Tarihi 29 Mart 2019

Bizim çocuklar

GENÇLİĞİN futbola yaydığı ışığı gördüğüm zaman gözlerim parlıyor.
Dorukhan Toköz'e bakıyorum.
Şenol Güneş'in "rehber öğretmenliğinde" gelişen ve büyüyen bu delikanlıyı her kulübün örnek almasını umuyorum. Yeteneğinin yanında gördüğüm terbiyeye mahsuben!
***
Profesyonel futbolculuk aynı zamanda sabrın ustalığıdır.
Eleştirileri saygıyla karşılarken; yanlışları doğru bir duruşla tekzip etmektir. Efendilik tarihine yazılmak kadar futbolun tarihine de adı yazdırmaktır.
Hasan Ali Kaldırım'ın Fenerbahçe ve milli takımda verdiği mücadeleyi ayakta alkışlıyorum.
***
Mahmut Tekdemir'in popülerlikle emekçilik arasındaki yürekli duruşuna bakıyorum.
Centilmenlikle ismi arasında gemici düğümü atan bir adamın sadeliğine.
Böyle insanların futbolun içinde her şekilde olması gerektiğini savunurken, Mahmut Tekdemir'in bütün gençlere örnek kitap olarak okutulması gerektiğini haykırıyorum.
***
Kaan Ayhan'a bakıyorum.
"Yabancılaşmamış" ruhun yansımasına.
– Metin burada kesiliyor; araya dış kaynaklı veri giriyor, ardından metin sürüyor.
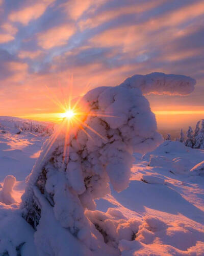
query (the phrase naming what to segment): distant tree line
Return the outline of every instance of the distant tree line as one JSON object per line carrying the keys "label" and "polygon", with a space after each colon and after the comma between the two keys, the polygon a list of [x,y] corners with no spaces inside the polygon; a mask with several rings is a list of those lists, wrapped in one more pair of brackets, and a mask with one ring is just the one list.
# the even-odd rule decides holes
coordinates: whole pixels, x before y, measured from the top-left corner
{"label": "distant tree line", "polygon": [[[181,129],[180,138],[176,140],[184,143],[187,146],[204,150],[204,119],[197,122],[194,132],[191,126],[189,126],[186,136],[187,139],[185,140],[183,129]],[[166,140],[171,140],[170,134],[167,135]]]}

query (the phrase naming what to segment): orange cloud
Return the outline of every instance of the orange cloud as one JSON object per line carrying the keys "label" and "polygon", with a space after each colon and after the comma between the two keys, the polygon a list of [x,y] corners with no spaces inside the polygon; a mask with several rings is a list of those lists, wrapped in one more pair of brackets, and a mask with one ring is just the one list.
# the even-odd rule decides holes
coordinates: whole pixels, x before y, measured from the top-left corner
{"label": "orange cloud", "polygon": [[11,22],[19,22],[23,25],[27,25],[30,21],[40,17],[54,1],[43,0],[21,10],[13,11],[9,15],[9,19]]}
{"label": "orange cloud", "polygon": [[70,0],[61,5],[60,7],[63,12],[67,13],[71,18],[76,20],[93,4],[96,8],[96,6],[98,7],[107,1],[97,0],[97,2],[93,2],[92,0]]}
{"label": "orange cloud", "polygon": [[30,59],[35,59],[43,54],[42,51],[38,50],[34,52],[29,51],[21,51],[18,54],[18,57],[21,59],[30,58]]}
{"label": "orange cloud", "polygon": [[14,36],[9,34],[0,34],[0,44],[9,42],[14,39]]}
{"label": "orange cloud", "polygon": [[187,50],[186,51],[181,51],[179,52],[171,52],[166,55],[162,56],[162,58],[169,61],[175,61],[196,56],[199,54],[200,53],[200,50],[199,49]]}
{"label": "orange cloud", "polygon": [[24,80],[27,75],[28,65],[26,63],[21,63],[16,61],[11,61],[5,63],[8,70],[11,72],[11,75],[3,82],[12,84],[18,83]]}
{"label": "orange cloud", "polygon": [[38,44],[44,49],[64,45],[75,31],[74,26],[69,24],[52,28],[38,34]]}
{"label": "orange cloud", "polygon": [[4,23],[1,26],[1,28],[10,35],[15,35],[18,32],[18,29],[10,23]]}
{"label": "orange cloud", "polygon": [[[178,25],[203,14],[204,2],[202,1],[143,23],[109,29],[96,35],[90,41],[94,45],[101,47],[121,46],[123,51],[126,52],[133,48],[139,49],[145,47],[149,41],[149,33],[151,33],[151,41],[156,40],[158,44],[160,42],[163,44],[169,40],[169,35],[171,35],[171,39],[181,36],[179,33],[181,30],[177,27]],[[166,27],[165,30],[158,37],[156,32],[164,27]]]}

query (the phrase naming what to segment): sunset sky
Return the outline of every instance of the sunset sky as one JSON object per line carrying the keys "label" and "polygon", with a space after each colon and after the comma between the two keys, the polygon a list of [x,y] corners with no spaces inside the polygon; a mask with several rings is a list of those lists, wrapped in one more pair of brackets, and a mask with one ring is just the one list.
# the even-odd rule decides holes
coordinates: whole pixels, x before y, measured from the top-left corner
{"label": "sunset sky", "polygon": [[51,120],[70,84],[76,96],[155,71],[197,81],[147,96],[161,127],[204,118],[204,1],[0,0],[1,115]]}

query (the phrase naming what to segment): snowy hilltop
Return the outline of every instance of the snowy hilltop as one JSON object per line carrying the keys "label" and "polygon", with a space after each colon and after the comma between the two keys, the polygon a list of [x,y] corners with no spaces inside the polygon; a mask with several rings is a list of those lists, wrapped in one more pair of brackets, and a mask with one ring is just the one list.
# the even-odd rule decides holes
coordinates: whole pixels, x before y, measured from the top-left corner
{"label": "snowy hilltop", "polygon": [[2,183],[0,255],[203,255],[204,151],[163,142],[143,95],[195,84],[136,75],[74,101],[82,114],[45,142],[22,201],[18,177]]}

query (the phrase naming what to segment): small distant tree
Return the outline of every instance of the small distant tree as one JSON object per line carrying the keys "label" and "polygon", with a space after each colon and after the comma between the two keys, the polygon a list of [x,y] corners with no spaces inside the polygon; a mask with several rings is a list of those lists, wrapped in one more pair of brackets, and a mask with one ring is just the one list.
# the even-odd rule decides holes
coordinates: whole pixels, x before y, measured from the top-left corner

Futbolun maden işçileri de vardır biz buna karınca ruhu deriz. Böyle gençleri alın teri konulu cümlelerle ifade ederiz.
***
Merih Demiral'a bakıyorum.
Fenerbahçe'nin promosyon olarak elden çıkardığı cevhere.
21 yaşındaki bu delikanlının sahanın içindeki heykel gibi duruşu ve oyundan bir saniye bile kopmayan hali, onun futbol mesleğiyle bağlantısının gücünü simgeliyor. Kendisini elden çıkaranlara asıl cevabı birkaç yıl sonra Avrupa'nın gözdesi olduğu zaman gösterecek.
***
39 yaşındaki büyük usta Emre Belözoğlu'na bakıyorum.
Kazanmayı tahrik eden bu zeki ve özel adama.
Kendine iyi davranan ve kulübünde iyi bir eğitim gören yaşlı hazineler kaptanına!
Rakip takım onun görüş alanına mevzilense bile çıkış yolu bulabilecek kadar hünerli Emre'yi tırnak içine alıyorum.
***
Hala yabancılara kulübün anahtarını teslim eden kulüp başkanları, yabancıları kazanmak için yerlileri kurban etmekten ne zaman vazgeçecekler?
Hele borçları için bankaların karşısında diz çöktükten sonra!